June 2014
This time Laura and I were in Alaska three months after my dad died. We were crashing on a stranger’s couch and he had a picture window overlooking a glacier sliding into a lake. I wanted to cry at the beauty of it all — the whales we had seen in the icy water, the mountains that almost seemed to come crashing down on me, the people who let us into their homes without knowing a speck about us. I was crushed knowing my dad could not see the beauty, and I was warmed by knowing that he probably was the beauty.
We went to karaoke, and I got drunk and sang that Nate Reuss and Pink song with a random bar hopper while Laura captivated everyone with Adele. She drove me home in the stranger’s car. The man, a dentist, had pushed his couch together to make a bed for us, and I flopped down. I covered myself in blankets and started crying as violently and silently as I could. When I thought Laura fell asleep, I stayed awake for hours, until finally I got up, opened the door, walked down the gravel driveway and down to the lake. I couldn’t take my eyes off the mountains. I was whole with love and simultaneously broken.
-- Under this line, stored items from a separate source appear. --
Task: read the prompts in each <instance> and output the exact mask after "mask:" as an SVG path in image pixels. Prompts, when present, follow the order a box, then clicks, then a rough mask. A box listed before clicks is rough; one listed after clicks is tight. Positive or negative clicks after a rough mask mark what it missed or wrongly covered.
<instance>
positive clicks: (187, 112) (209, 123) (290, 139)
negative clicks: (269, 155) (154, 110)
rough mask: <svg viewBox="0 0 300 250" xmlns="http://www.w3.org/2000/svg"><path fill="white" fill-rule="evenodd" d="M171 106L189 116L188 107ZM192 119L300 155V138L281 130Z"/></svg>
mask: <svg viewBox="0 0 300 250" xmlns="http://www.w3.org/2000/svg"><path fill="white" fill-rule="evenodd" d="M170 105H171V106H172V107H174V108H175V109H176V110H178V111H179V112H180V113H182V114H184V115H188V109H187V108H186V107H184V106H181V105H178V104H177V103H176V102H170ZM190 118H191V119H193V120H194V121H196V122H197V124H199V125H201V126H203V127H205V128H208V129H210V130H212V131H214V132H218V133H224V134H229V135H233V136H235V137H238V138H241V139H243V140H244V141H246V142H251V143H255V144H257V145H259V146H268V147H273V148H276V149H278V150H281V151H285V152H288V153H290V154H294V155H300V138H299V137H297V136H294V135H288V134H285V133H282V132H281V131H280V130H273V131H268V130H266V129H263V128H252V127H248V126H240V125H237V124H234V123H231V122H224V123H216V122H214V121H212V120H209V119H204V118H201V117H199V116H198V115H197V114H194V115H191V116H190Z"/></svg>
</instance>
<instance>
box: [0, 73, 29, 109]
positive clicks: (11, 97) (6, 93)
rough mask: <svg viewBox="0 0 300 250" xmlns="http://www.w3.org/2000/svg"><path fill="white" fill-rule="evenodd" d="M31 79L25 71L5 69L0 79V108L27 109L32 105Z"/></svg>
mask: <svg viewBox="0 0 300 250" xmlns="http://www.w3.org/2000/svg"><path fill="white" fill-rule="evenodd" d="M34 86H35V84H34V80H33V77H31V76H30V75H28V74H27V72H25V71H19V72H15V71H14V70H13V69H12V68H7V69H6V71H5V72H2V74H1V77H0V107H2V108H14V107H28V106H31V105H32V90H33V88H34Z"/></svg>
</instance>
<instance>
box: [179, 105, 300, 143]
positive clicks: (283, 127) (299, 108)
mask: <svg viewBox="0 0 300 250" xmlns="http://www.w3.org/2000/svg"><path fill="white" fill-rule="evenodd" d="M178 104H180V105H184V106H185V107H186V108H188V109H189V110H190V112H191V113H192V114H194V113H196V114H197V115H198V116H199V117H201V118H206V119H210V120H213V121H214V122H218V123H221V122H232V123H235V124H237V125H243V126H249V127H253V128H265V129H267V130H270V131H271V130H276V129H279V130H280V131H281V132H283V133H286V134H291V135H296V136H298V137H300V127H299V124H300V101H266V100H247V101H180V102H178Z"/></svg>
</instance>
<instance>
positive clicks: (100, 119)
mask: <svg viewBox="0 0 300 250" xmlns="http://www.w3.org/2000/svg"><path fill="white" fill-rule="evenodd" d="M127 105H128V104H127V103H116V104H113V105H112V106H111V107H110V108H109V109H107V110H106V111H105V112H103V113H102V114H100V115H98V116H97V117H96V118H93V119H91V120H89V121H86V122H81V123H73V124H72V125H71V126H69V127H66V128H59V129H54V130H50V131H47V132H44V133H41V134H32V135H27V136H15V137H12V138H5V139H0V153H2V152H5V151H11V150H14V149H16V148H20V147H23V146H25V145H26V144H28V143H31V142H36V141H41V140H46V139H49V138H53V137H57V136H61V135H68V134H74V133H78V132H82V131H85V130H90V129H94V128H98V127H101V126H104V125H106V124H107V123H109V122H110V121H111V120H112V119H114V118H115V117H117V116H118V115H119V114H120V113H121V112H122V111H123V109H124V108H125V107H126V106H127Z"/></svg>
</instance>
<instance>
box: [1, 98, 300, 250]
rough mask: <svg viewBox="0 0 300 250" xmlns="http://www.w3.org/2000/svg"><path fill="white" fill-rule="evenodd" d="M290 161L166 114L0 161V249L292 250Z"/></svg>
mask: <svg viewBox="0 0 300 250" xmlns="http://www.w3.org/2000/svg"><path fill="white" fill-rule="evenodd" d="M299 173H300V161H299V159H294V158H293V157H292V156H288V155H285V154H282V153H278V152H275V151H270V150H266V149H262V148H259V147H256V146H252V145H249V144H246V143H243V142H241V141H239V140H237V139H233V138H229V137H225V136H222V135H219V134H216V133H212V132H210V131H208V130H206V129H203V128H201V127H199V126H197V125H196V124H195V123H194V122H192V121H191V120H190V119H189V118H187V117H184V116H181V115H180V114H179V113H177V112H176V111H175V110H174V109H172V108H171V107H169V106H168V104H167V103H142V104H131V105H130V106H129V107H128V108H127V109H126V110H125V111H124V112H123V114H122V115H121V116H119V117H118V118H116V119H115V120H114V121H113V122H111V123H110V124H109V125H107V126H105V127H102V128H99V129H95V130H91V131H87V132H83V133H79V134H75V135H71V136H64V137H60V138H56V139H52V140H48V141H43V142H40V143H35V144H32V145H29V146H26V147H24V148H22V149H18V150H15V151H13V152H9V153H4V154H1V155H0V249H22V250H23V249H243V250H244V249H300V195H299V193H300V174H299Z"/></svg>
At 4 a.m., the mountains were dark, but nothing is ever really dark in Alaska in the summer. They stared back menacingly. I had never seen anything so mammoth and all-knowing. They were deep, untouched, mysterious, overwhelming. They wanted me to spill my secrets like the glacier slowly oozing its way down.
I called my mom. Four years later, she told me it was OK. She told me she loved me. She told me she understood.